I’m reading Abraham Verghese’s CUTTING FOR STONE, which is perfect reading matter while I’m pounding out a first draft because I could no more write an epic about an Ethiopian/Indian surgeon than I could grow a watermelon (it turns out). So it doesn’t interfere.
There are some writers I daren’t look at while I’m writing a first drat — chipping it out of the ground without breaking bits off, as Stephen King puts it. PG Wodehouse is horribly infectious. So is Raymond Chandler. And it’s depressing to write a crime novel while reading one written by a genius, so Ruth Rendell is out.
Q. If you were stranded on that proverbial deserted island, what five books would you want to have with you?
Right, well, BBC Radio 4’s Desert Island Discs spots you Shakespeare and the Bible. I always thought I’d take another copy of one — Shakespeare, it’s longer — in an exotic, unstudied language. Then, falling back on my training as a linguist, I’d use the two texts to decode the new language and write a monograph. When the shipload of burly rescuers hove into view around the headland, I’d have a completed work to wow the world with. Well, to wow a few dozen grammarians with. This plan might need some work.
Seriously?
PRIDE AND PREJ
John Irving’s THE WATER METHOD MAN
SUNSET’S WESTERN GARDENS (and I’d be up to speed for my return)

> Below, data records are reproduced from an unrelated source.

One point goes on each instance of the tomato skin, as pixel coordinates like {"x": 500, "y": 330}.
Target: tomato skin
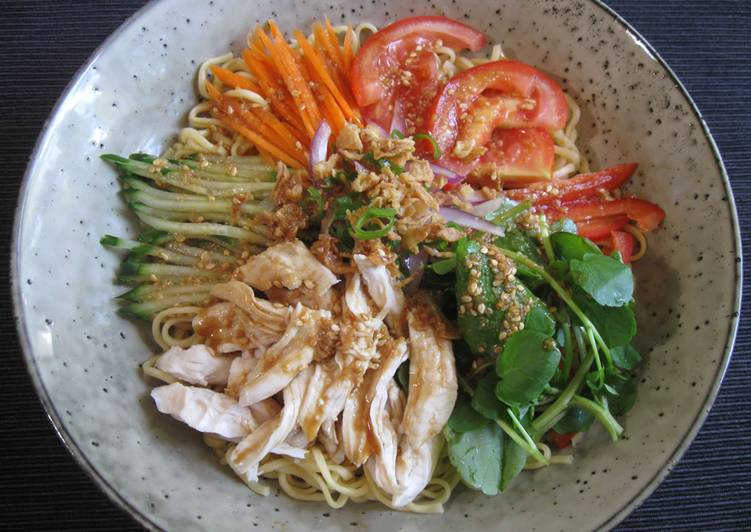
{"x": 382, "y": 56}
{"x": 578, "y": 187}
{"x": 561, "y": 441}
{"x": 520, "y": 154}
{"x": 599, "y": 228}
{"x": 623, "y": 242}
{"x": 646, "y": 214}
{"x": 512, "y": 79}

Nancy Mitford’s THE PURSUIT OF LOVE
Are we allowed collected works? Dickens. For the length. I panic if I’m in a waiting room with nothing to read. I’d go nuts on an island.
Q. What’s your favorite movie?
What’s that you say? My favourite five movies? Okay 1) North by Northwest (except for the cheesy last shot) 2) Moonstruck (worst plot-envy of my life; it’s perfect) 3) Calamity Jane (I don’t care; I love her) 4) Mildred Pierce (the Joan one) 5) The Station Agent — this is a recent addition to my list of favourites, but I adore it.
Q. What’s your favorite food?
Leftovers. Especially leftover Christmas dinner. Specifically, very clear cold turkey gravy, set to a stiff jelly, chopped onto hot buttered toast made with home-made bread, for breakfast, on Boxing Day. Quite a lot of salt and insane amounts of black pepper. With a strong cup of Yorkshire tea with whole fat milk in a white cup. (Fussy, moi?)
Q. Cats or dogs?
Cats, cats, a thousand times cats. I’m always surprised that people happily admit to preferring dogs — “Yes, I like an animal who looks up to me with slavish devotion.” Although, now I think of it, American dogs don’t understand my accent so when I say their names they treat me as a cat would. I like it.
Q. Name one thing that people would be surprised to learn about you.
I dye my hair? Kidding. Ummmmm — there’s been a lot of accidental nudity. I met the art director of an important UK publishing house when I had no knickers on. And I once went to work without my skirt. On a third occasion, I wore this weird-shaped dress to a party that was easiest dealt with in the bathroom by taking it off and hanging it up on the door hook then putting it back on again afterwards. I forgot the last bit.